Só o som do silêncio se ouviu. Uma mais
ousada agita
a mão, como
se estivesse a enxotar mosquitos.
Epok impacienta-se.
- Suas ratas
dos esgotos, vou passá-las à espada!
Mosqueteiros, prendam-nas e atirem-nas para as piranhas. Não… para as masmorras dos
republicanos. Senão, esse das mãos sempre
livres vai queixar-se na rádio
dos republicanos.
Uma jovem nhaneca-humbe, (são todas muito bonitas) quase despida,
observa à distância. E contrapõe, canta,
descarta em voz
alta.
Já estou despida
Bem despedida estou
O rei me
desnudou.
Epok não suporta tamanho
atrevimento, deslealdade, antipatriotismo. Um
insulto ao rei
é imperdoável. Corre para
ela e dá-lhe uma violenta
chapada na cara. A jovem
cai quase desmaiada. A chorar
ameaça:
- Vou-te queixar no cavaleiro La Padep.
- Podes queixar-te onde quiseres.
Ao marquês do Santo
Oficio, à Rádio dos Republicanos, às Mãos Livres, à Despertar... guardas… masmorra com
estas republicanas.
As desgraçadas não ficaram muito tempo presas. O paladino Divad, sempre com as mãos livres,
assediou tanto e tanto o marquês do Santo
Oficio, que para
se ver livre
dele, ordenou a exumação das masmorras.
As mamãs saíram, os seus miseráveis haveres
não.

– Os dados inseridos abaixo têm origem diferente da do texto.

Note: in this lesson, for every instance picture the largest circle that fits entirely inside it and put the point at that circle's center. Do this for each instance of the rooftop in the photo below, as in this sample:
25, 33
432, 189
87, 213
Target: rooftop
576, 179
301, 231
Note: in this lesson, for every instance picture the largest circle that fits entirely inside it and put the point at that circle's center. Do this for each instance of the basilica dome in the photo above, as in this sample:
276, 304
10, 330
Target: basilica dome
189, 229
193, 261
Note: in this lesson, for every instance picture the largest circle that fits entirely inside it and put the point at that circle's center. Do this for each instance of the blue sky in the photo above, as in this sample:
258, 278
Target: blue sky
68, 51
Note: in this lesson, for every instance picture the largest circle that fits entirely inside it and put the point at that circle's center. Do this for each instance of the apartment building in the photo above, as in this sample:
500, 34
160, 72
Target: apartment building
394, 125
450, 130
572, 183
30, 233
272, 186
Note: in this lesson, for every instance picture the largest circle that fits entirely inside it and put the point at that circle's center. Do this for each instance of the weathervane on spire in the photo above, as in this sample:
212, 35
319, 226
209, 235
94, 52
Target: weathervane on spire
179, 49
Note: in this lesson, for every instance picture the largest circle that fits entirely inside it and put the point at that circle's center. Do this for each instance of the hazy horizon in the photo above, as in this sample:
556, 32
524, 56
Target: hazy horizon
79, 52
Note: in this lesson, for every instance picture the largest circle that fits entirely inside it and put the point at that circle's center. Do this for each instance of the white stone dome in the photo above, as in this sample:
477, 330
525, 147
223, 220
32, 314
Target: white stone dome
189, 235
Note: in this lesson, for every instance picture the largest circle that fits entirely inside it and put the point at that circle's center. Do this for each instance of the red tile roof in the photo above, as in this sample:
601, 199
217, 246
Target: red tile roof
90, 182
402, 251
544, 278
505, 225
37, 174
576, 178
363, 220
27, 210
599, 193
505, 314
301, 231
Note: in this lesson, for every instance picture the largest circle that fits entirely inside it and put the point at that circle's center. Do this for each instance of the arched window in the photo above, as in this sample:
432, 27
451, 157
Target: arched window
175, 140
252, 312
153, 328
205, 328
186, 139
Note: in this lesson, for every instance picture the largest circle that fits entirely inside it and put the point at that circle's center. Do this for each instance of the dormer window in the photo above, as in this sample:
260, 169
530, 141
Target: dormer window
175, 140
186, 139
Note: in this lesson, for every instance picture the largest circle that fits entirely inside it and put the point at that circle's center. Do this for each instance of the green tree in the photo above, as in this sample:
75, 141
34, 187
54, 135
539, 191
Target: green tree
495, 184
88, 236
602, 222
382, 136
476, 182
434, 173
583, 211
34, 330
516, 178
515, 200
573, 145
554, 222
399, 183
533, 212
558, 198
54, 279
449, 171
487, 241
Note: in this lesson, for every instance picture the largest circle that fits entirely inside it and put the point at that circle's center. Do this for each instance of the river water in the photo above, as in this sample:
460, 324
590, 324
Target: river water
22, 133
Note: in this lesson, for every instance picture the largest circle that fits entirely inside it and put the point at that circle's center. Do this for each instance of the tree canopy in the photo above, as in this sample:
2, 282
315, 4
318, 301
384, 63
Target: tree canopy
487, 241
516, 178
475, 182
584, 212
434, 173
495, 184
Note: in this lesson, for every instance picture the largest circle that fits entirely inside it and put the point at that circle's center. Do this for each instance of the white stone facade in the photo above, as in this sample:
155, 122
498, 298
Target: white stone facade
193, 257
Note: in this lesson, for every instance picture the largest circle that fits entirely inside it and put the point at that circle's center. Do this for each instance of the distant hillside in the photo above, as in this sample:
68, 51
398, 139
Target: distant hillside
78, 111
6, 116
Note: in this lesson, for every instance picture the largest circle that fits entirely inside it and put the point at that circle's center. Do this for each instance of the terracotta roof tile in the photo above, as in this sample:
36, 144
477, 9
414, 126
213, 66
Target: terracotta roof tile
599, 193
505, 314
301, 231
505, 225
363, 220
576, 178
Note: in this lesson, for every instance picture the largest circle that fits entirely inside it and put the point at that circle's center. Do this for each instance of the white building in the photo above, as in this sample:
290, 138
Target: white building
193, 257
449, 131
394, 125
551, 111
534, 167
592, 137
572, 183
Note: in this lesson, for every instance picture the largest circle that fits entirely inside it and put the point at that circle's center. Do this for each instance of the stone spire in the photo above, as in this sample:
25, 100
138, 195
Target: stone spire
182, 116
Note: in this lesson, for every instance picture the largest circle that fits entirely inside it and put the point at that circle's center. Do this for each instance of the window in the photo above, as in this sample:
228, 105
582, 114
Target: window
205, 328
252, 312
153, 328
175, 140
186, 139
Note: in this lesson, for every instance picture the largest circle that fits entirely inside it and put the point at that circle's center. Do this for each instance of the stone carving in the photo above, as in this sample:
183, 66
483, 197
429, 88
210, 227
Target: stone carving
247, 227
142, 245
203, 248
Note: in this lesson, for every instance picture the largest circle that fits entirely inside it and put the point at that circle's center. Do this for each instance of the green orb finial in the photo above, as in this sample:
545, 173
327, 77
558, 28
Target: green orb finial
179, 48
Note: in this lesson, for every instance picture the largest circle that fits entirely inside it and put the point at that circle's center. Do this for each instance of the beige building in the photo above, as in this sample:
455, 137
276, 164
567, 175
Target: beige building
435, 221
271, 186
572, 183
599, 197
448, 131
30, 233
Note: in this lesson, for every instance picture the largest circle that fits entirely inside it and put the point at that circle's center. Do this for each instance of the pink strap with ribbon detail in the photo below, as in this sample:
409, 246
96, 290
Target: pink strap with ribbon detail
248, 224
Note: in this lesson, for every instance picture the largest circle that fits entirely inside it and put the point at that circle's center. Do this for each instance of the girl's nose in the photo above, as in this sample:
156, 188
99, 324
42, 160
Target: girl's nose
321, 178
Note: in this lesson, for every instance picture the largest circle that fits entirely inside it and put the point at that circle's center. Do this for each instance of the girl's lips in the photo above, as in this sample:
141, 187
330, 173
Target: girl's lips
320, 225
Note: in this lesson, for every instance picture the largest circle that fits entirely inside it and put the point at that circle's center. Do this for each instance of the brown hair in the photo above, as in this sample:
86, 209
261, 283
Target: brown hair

Foram confiscados em nome do rei.
- Epok!
- Meu rei!
- Vou para o reino
do Ruanda, inicia os preparativos. Mas que nome para designar
um país
em África, só
mesmo aqui.
Esse nome
não faz sentido.
Como sempre
nós inventamos as coisas,
e os outros, os ocidentais, apropriam-se das nossas ideias. Foi assim com as pirâmides do Egipto. Copiaram a sua
arquitectura e agora querem direitos de autor.